[Numpy-discussion] Missing data wrap-up and request for comments

Wed May 9 15:44:24 EDT 2012

On 05/09/2012 06:46 PM, Travis Oliphant wrote:
> Hey all,
>
> Nathaniel and Mark have worked very hard on a joint document to try and
> explain the current status of the missing-data debate. I think they've
> done an amazing job at providing some context, articulating their views
> and suggesting ways forward in a mutually respectful manner. This is an
> exemplary collaboration and is at the core of why open source is valuable.
>
> The document is available here:
> https://github.com/numpy/numpy.scipy.org/blob/master/NA-overview.rst
>
> After reading that document, it appears to me that there are some
> fundamentally different views on how things should move forward. I'm
> also reading the document incorporating my understanding of the history,
> of NumPy as well as all of the users I've met and interacted with which
> means I have my own perspective that is not necessarily incorporated
> into that document but informs my recommendations. I'm not sure we can
> reach full consensus on this. We are also well past time for moving
> forward with a resolution on this (perhaps we can all agree on that).
>
> I would like one more discussion thread where the technical discussion
> can take place. I will make a plea that we keep this discussion as free
> from logical fallacies http://en.wikipedia.org/wiki/Logical_fallacy as
> we can. I can't guarantee that I personally will succeed at that, but I
> can tell you that I will try. That's all I'm asking of anyone else. I
> recognize that there are a lot of other issues at play here besides
> *just* the technical questions, but we are not going to resolve every
> community issue in this technical thread.
>
> We need concrete proposals and so I will start with three. Please feel
> free to comment on these proposals or add your own during the
> discussion. I will stop paying attention to this thread next Wednesday
> (May 16th) (or earlier if the thread dies) and hope that by that time we
> can agree on a way forward. If we don't have agreement, then I will move
> forward with what I think is the right approach. I will either write the
> code myself or convince someone else to write it.
>
> In all cases, we have agreement that bit-pattern dtypes should be added
> to NumPy.
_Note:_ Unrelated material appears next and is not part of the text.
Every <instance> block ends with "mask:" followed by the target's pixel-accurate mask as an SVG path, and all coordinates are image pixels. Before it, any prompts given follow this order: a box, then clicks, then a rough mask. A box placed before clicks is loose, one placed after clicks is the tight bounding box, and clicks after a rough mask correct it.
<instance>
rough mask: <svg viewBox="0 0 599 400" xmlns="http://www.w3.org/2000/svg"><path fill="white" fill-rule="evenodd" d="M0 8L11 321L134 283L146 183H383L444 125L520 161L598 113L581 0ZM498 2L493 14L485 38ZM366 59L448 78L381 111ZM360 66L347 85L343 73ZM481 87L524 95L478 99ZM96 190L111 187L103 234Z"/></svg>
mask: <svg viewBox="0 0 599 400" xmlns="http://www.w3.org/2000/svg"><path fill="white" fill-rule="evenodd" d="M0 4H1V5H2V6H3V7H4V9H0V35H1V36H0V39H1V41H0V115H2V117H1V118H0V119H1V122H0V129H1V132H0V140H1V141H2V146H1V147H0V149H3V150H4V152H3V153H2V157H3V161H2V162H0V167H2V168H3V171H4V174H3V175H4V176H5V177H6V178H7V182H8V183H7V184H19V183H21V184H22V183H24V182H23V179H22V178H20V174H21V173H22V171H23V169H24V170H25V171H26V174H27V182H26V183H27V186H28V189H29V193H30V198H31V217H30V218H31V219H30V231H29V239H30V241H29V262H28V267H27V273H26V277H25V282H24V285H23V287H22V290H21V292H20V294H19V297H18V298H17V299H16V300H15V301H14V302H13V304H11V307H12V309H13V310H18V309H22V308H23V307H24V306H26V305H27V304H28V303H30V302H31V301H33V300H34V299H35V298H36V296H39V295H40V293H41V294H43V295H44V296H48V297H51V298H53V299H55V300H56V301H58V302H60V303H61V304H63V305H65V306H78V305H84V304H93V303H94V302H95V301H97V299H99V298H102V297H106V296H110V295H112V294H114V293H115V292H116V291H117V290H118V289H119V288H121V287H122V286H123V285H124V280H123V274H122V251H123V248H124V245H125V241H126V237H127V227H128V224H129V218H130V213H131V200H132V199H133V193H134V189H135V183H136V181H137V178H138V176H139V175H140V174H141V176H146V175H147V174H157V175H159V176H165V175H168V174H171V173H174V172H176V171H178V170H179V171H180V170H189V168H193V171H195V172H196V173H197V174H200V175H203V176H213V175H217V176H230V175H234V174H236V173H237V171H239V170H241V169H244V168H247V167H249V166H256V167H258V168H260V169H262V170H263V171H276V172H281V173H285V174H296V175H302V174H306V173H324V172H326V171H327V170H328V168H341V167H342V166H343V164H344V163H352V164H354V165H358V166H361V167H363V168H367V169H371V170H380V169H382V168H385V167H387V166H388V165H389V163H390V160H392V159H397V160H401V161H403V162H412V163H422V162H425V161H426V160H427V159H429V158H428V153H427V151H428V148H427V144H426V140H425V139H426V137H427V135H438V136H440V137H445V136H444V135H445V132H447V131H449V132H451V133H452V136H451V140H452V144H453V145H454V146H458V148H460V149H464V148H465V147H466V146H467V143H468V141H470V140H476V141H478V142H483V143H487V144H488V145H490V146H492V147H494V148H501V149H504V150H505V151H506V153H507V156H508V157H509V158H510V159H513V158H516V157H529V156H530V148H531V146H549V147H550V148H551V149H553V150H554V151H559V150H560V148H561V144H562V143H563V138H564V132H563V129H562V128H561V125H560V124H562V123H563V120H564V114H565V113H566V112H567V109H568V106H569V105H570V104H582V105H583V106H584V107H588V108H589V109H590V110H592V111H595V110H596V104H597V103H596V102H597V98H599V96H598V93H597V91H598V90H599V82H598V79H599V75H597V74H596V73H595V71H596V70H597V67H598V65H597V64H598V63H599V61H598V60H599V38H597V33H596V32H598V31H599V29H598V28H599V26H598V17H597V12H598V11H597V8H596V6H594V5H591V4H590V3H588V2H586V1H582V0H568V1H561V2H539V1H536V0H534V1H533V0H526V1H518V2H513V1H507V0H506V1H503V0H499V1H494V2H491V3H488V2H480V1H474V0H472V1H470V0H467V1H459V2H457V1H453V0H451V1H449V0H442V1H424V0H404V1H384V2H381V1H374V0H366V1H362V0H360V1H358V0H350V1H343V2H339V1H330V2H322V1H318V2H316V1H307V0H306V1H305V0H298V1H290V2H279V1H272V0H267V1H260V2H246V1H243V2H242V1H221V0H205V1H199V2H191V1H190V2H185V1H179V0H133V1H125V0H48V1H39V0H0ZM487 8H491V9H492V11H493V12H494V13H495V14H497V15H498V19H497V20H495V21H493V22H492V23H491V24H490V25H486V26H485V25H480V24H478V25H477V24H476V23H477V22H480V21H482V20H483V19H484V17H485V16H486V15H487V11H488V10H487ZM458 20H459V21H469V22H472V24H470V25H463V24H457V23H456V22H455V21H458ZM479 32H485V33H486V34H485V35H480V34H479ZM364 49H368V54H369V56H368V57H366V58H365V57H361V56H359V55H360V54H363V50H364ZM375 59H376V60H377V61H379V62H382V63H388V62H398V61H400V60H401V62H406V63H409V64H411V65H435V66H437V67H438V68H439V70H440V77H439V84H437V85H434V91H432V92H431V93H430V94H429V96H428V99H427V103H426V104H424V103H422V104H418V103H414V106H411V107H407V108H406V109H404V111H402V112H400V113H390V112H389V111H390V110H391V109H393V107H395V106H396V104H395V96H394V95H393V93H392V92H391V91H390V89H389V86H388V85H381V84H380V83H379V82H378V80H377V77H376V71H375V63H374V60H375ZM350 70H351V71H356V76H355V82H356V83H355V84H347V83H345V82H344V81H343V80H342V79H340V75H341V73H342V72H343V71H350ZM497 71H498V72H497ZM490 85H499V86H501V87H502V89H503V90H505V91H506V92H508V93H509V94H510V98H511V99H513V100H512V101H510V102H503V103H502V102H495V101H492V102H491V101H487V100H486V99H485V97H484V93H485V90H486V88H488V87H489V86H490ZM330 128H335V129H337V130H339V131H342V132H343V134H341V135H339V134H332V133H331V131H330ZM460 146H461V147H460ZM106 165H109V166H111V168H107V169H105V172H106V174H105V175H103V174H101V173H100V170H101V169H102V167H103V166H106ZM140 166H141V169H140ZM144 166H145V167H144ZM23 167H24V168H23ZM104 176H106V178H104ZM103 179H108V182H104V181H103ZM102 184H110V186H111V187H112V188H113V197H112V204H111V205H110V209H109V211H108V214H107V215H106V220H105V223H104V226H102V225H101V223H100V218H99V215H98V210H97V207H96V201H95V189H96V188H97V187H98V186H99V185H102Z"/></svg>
We should work on these (int32, float64, complex64, str, bool)
> to start. So, the three proposals are independent of this way forward.
> The proposals are all about the extra mask part:
>
> My three proposals:
>
> * do nothing and leave things as is
>
> * add a global flag that turns off masked array support by default but
> otherwise leaves things unchanged (I'm still unclear how this would work
> exactly)
>
> * move Mark's "masked ndarray objects" into a new fundamental type
> (ndmasked), leaving the actual ndarray type unchanged. The
> array_interface keeps the masked array notions and the ufuncs keep the
> ability to handle arrays like ndmasked. Ideally, numpy.ma
> <http://numpy.ma> would be changed to use ndmasked objects as their core.
>
> For the record, I'm currently in favor of the third proposal. Feel free
> to comment on these proposals (or provide your own).
>

Bravo!, NA-overview.rst was an excellent read. Thanks Nathaniel and Mark!

The third proposal is certainly the best one from Cython's perspective; 
and I imagine for those writing C extensions against the C API too. 
Having PyType_Check fail for ndmasked is a very good way of having code 
fail that is not written to take masks into account.

If it is in ndarray we would also have some pressure to add support in 
Cython, with ndmasked we avoid that too. Likely outcome is we won't ever 
support it either way, but then we need some big warning in the docs, 
and it's better to avoid that. (I guess be +0 on Mark Florisson 
implementing it if it ends up in core ndarray; I'd almost certainly not 
do it myself.)

That covers Cython. My view as a NumPy user follows.

I'm a heavy user of masks, which are used to make data NA in the 
statistical sense. The setting is that we have to mask out the radiation 
coming from the Milky Way in full-sky images of the Cosmic Microwave 
Background. There's data, but we know we can't trust it, so we make it 
NA. But we also do play around with different masks.

Today we keep the mask in a seperate array, and to zero-mask we do

masked_data = data * mask

or

masked_data = data.copy()
masked_data[mask == 0] = np.nan # soon np.NA

depending on the circumstances.

Honestly, API-wise, this is as good as its gets for us. Nice and 
transparent, no new semantics to learn in the special case of masks.

Now, this has performance issues: Lots of memory use, extra transfers 
over the memory bus.

BUT, NumPy has that problem all over the place, even for "x + y + z"! 
Solving it in the special case of masks, by making a new API, seems a 
bit myopic to me.

IMO, that's much better solved at the fundamental level. As an 
*illustration*:

with np.lazy:
     masked_data1 = data * mask1
     masked_data2 = data * (mask1 | mask2)
     masked_data3 = (x + y + z) * (mask1 & mask3)

This would create three "generator arrays" that would zero-mask the 
arrays (and perform the three-term addition...) upon request. You could 
slice the generator arrays as you wish, and by that slice the data and 
the mask in one operation. Obviously this could handle NA-masking too.

You can probably do this today with Theano and numexpr, and I think 
Travis mentioned that "generator arrays" are on his radar for core NumPy.

Point is, as a user, I'm with Travis in having masks support go hide in 
ndmasked; they solve too much of a special case in a way that is too 
particular.

Dag